Per a source with knowledge of the situation, some agents already have begun approaching college players regarding the possibility of representing them in their efforts to market themselves. Some agents, per the source, already are offering six-figure marketing guarantees to college athletes. Some players have been offered, we’re told, $500,000 as an advance on future marketing earnings.
For example, an agent will offer to represent a player for marketing purposes, and the agent will advance an exorbitant sum against which the player’s future marketing earnings are credited. For years, some agents have provided such marketing guarantees as part of the broader effort to sign players for NFL contract purposes. With NIL laws soon becoming effective in several states, agents are focusing solely on marketing deals for now, with those same guarantees.
For the agents, it provides an introduction to the players for future business dealings — specifically, their NFL contracts. If a player who remains multiple years from entering the draft hires an agent for marketing purposes, that agent already has a clear foothold for the potentially more lucrative relationships once the player turns pro.
Efforts are underway to make the NCAA, the NFLPA, and various state legislatures aware of the issue, in the hopes that rules will be promulgated in order to prevent agents from essentially funneling cash to players that will be credited against marketing earnings, and that as a practical matter will make those players more inclined to hire those agents when the window opens for entering the draft.

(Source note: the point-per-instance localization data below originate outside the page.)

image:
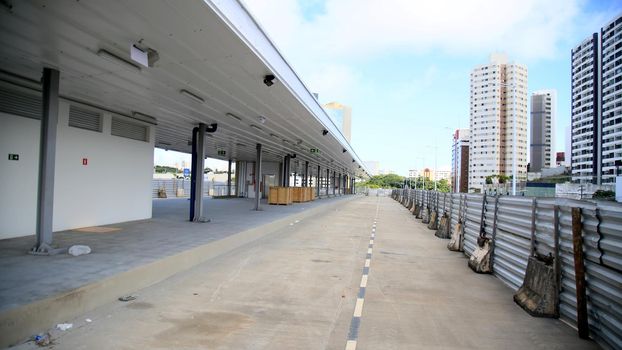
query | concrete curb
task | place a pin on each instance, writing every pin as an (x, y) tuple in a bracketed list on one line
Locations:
[(20, 323)]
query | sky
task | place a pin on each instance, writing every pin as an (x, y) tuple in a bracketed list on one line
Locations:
[(403, 65)]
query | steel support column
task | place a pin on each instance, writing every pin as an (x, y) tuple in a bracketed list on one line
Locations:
[(286, 162), (327, 182), (229, 179), (258, 177), (318, 182), (305, 182), (340, 183), (47, 162), (196, 175)]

Right or wrong, those agents will gladly fork over significant sums now under the guise of marketing advances in order to lay the foundation for representing those players when they head to the NFL.
For the agents who do it, there’s a calculated risk. The player who receives a guarantee may never realize the marketing dollars to pay it off. Likewise, the player may never become an NFL prospects who earns significant dollars through his draft position or his subsequent NFL contracts. In turn, the agents who don’t do it will operate at a real disadvantage, since the agents who make the marketing guarantees will have a clear head start on the broader business relationship.

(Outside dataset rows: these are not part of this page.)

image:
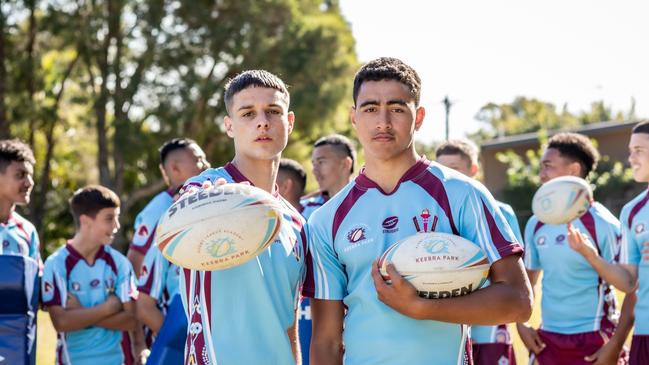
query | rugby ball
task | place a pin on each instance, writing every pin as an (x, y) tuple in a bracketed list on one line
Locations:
[(562, 200), (219, 227), (439, 265)]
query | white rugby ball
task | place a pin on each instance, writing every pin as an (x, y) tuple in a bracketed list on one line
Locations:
[(219, 227), (439, 265), (562, 200)]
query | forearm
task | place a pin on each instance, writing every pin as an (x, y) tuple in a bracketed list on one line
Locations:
[(295, 343), (122, 321), (68, 320), (506, 304), (625, 323)]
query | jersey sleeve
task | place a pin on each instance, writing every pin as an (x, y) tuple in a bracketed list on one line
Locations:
[(481, 221), (125, 288), (630, 247), (53, 285), (330, 280), (152, 275), (531, 257), (510, 216)]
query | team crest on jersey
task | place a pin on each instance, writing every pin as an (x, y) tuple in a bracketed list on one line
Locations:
[(639, 228), (390, 224), (143, 230)]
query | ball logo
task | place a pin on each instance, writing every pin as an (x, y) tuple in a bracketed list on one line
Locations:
[(390, 222), (356, 235), (435, 247), (219, 247), (639, 228)]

It remains to be seen whether the various organizations with the power to oversee such transactions will do so. The NCAA may not care; as long as the players are earning money elsewhere, the inevitable reckoning for colleges that generate billions from the players’ efforts can be delayed. The NFLPA also may not care. Indeed, the union has allowed agents to use marketing guarantees as an inducement to sign draft-ready players for years.

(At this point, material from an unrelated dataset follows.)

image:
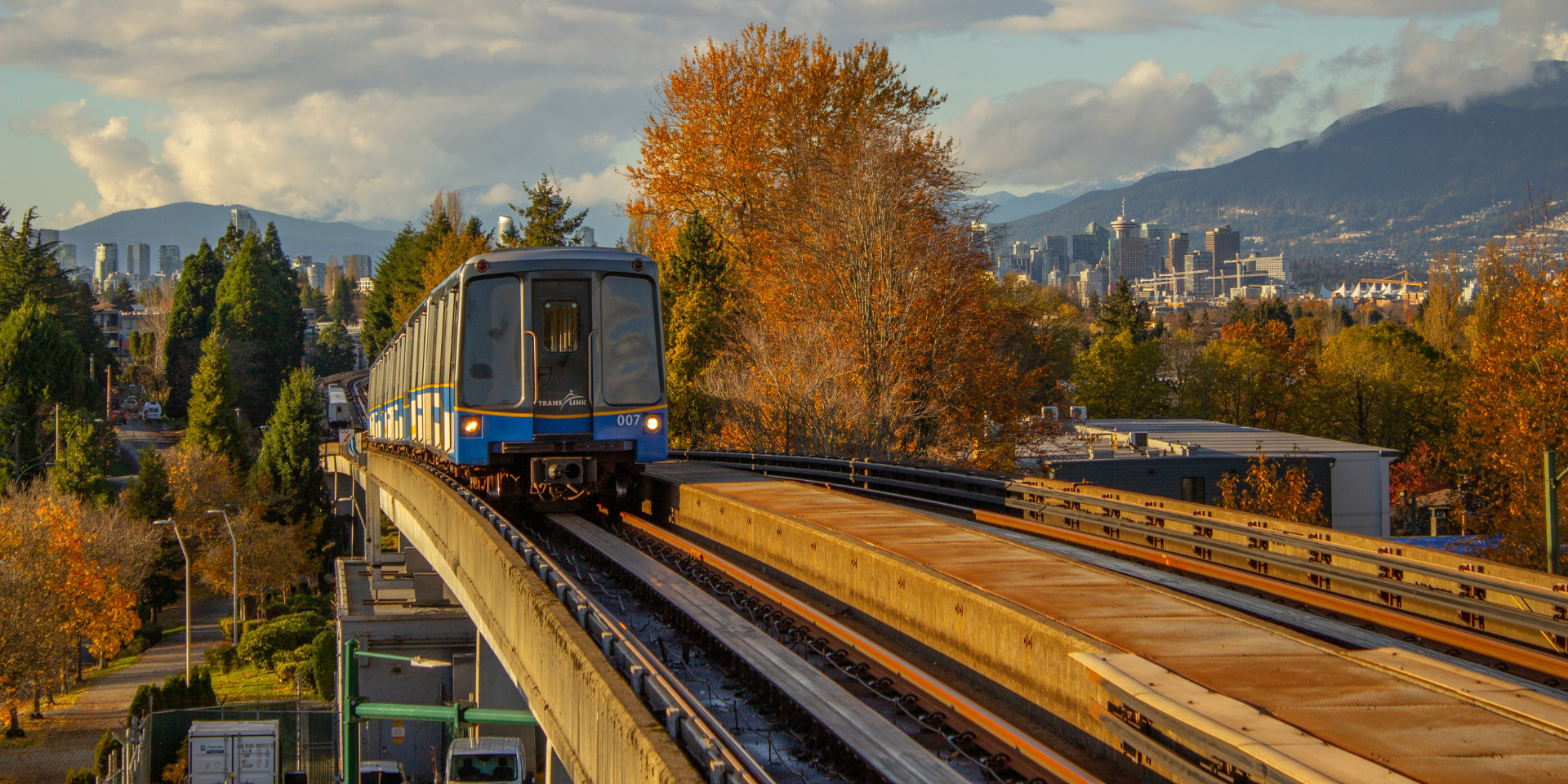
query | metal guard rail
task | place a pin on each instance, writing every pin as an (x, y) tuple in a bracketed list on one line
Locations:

Ultimately, it depends on whether state legislatures will get involved in the issue or, more broadly, whether the federal government will pass a law that creates a uniform set of standards regarding whether and to what extent agents can distribute significant payments to players on the promise/potential that those players will ultimately earn sufficient marketing dollars to offset the marketing guarantee — and on the hope that those players will eventually hire those agents to represent those players later.
However it plays out, it’s an unintended but hardly unforeseeable consequence of the effort to allow players to make money not from playing college sports but from capitalizing on the fame generated therefrom. Maybe the NCAA, the NFLPA, the state legislatures, and/or Congress will be fine with it. Maybe they won’t. Either way, it’s an issue that quickly is coming to the forefront, because agents are capitalizing on the ability to establish relationships with college athletes who otherwise are months if not years from otherwise being eligible to be recruited by NFL agents.